Über die Rhetorik in ethischen Debatten
Rhetorik und Ethik – das klingt nach einem evidenten Zusammenhang wie auch nach einem Widerspruch. Evident ist der Zusammenhang insofern, als ethische Auseinandersetzungen notwendigerweise auf Wort und Argument zurückgreifen, um in einer moralischen Streitfrage zu überzeugen. Ethik braucht die Rhetorik; und zwar nicht nur aus praktischen, sondern auch aus theoretischen Gründen, die sichtbar machen, dass eine perspektivenlose Ethik „im luftleeren Raum“ kein uns zugänglicher Standpunkt ist.

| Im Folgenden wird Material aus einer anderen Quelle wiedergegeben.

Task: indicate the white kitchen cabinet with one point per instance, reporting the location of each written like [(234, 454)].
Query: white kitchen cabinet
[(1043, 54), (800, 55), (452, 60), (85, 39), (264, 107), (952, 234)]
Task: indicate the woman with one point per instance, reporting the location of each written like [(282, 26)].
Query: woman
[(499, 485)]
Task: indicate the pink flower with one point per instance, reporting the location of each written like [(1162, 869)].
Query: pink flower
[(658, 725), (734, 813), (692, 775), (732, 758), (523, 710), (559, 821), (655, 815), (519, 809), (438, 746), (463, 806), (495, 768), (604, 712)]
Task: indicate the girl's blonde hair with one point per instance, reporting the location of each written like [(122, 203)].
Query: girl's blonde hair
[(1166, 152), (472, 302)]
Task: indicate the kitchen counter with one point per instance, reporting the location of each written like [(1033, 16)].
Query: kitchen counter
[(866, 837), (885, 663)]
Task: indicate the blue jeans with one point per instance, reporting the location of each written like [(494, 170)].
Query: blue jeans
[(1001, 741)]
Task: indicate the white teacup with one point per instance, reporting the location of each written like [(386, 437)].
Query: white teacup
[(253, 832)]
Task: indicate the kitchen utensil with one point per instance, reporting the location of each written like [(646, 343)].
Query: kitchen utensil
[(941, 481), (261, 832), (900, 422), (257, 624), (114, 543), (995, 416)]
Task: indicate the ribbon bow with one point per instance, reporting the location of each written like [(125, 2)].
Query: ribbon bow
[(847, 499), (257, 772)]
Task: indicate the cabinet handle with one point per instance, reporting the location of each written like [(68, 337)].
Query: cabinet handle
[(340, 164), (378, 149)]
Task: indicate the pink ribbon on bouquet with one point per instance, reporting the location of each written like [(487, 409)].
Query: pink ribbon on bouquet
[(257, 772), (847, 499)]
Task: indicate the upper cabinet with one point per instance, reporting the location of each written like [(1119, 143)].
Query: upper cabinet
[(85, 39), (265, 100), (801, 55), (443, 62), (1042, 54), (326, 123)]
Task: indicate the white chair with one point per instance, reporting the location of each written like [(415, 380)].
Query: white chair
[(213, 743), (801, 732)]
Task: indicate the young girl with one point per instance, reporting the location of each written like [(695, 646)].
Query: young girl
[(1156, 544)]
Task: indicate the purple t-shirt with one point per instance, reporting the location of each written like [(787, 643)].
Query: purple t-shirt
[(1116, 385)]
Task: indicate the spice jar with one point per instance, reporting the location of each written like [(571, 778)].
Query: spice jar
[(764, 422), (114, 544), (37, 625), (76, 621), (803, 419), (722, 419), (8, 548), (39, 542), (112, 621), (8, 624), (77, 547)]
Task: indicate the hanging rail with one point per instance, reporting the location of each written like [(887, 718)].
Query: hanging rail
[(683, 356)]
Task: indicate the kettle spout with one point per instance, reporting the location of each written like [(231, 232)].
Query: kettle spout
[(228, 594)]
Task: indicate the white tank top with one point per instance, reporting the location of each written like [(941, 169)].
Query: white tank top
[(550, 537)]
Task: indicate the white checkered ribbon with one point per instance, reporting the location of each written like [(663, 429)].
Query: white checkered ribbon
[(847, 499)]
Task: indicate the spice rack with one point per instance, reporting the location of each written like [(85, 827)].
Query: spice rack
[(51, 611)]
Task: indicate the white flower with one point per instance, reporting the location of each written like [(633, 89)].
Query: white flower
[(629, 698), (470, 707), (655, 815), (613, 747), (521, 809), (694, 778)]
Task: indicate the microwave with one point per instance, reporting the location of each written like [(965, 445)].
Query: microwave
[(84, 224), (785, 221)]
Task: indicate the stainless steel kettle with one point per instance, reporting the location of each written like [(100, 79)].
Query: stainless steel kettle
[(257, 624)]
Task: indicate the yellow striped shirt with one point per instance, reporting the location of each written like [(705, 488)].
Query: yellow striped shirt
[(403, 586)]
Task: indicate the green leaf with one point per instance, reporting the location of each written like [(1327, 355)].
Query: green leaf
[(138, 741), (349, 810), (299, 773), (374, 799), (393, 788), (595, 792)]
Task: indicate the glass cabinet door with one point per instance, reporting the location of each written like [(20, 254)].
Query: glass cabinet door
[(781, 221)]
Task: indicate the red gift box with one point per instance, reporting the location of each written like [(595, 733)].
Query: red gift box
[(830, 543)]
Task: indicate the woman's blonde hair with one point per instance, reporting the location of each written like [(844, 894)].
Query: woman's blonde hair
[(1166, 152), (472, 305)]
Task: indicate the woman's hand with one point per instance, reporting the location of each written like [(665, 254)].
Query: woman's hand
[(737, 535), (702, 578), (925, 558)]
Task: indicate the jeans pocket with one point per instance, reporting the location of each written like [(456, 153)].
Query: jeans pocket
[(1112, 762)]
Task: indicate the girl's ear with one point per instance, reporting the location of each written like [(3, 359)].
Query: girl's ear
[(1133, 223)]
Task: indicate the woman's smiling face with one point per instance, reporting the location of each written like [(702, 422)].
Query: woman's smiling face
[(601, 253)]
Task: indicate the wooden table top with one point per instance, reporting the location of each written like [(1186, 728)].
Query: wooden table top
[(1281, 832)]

Zugleich sperrt sich die Gegenüberstellung dieser Begriffe: Der Ethik geht es um das „Richtige“, das „Unbedingte“; Rhetorik hingegen erinnert viele an „Manipulation“ und „sprachliche Tricks“. Ein rhetorisch Begabter kann in eleganter Wortwahl und mit starken Metaphern jenen in Grund und Boden reden, der aus moralphilosophischer Sicht vielleicht im Recht wäre.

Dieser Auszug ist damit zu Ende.